Note: This is general advice; please make sure to talk to your child's teacher and/or your pediatrician if you have any specific concerns.

Capital letters backwards is very common at that age. From Dyslexia.org:

The majority of kids outgrow reversing as they get stronger at reading and writing. Reversing letters is typical and fairly common up until second grade.

That’s because the letters b, d, p, and q are really all the same letter. They’re just flipped and turned. As adults and experienced readers, we’ve learned that their position makes a big difference.

Young kids and beginning readers don’t always make that distinction right away, though. That discovery is part of the learning process. It comes as kids build their skills and become more experienced readers and writers.

They also have some great advice for how to help your child learn their letters:

How can I help my child at home with letter reversals?

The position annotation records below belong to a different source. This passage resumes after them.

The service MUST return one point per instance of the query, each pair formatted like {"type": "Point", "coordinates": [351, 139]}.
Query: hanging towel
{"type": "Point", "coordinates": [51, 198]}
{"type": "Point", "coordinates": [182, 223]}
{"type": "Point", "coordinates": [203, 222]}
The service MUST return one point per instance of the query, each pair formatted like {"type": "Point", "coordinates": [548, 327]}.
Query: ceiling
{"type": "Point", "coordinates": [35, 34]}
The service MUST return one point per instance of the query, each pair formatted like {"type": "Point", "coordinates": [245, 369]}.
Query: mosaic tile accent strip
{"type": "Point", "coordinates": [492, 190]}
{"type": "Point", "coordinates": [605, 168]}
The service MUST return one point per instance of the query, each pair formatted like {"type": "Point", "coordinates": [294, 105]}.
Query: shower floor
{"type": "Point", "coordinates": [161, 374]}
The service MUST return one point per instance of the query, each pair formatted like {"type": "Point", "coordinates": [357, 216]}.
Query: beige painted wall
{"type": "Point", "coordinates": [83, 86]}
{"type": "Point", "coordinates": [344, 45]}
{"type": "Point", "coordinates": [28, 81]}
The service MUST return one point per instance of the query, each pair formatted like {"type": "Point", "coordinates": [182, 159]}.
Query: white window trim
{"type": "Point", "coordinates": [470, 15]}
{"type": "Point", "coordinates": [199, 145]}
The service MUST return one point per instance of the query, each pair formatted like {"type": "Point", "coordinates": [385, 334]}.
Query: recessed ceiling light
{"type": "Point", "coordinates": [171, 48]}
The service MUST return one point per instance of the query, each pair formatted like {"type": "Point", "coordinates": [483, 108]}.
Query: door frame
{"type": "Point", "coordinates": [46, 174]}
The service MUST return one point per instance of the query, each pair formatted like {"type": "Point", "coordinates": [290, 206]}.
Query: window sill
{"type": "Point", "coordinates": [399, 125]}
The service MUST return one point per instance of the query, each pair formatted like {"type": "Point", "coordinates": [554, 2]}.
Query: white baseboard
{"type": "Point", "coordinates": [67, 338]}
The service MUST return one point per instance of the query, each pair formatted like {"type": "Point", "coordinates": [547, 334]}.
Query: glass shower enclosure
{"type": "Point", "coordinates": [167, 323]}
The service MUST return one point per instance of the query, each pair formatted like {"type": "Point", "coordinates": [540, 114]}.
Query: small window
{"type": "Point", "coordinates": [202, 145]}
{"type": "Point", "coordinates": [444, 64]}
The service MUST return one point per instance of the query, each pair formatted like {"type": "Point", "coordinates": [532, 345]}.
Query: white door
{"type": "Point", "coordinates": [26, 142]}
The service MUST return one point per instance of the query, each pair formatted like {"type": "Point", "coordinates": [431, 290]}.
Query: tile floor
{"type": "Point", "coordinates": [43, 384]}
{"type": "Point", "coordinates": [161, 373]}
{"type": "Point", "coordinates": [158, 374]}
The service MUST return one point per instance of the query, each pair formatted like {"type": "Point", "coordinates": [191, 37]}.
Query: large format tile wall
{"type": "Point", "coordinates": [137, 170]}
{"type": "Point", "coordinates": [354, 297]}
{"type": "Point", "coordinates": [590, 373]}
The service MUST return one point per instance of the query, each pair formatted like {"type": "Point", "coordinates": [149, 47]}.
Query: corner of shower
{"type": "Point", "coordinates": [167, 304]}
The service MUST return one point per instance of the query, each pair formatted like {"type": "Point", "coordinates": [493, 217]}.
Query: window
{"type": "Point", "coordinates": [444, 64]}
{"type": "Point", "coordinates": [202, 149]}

Work on one letter at a time. For example, if your child is reversing b and d, start with b. Don’t introduce d until your child is having much less difficulty with b. After that, you can work on other significant reversals, such as p or q.

Do the same with numbers. Work on only one at a time. When your child is having much less trouble with that number, you can move on to the next.

Additionally to the sourced information, my personal experience is that 5-6 is still very common to have some letters/numbers backwards, and to have some trouble with left and right as well. Both of my children, who are very strong and early readers, continued to get the common letters and numerals backwards at 5.

My youngest is 7 and still has some trouble with a few numerals, though not so much we're concerned - they are able to do the numerals properly when they think about it, they just don't take care to write them properly right now. We're going to spend the summer working on the individual numerals. We've addressed this primarily by talking with their teacher and pediatrician, both of whom are comfortable with where my youngest is right now. I think the most important thing is to keep asking these two professionals on a regular basis to ensure we are aware if it moves to the "problem" category.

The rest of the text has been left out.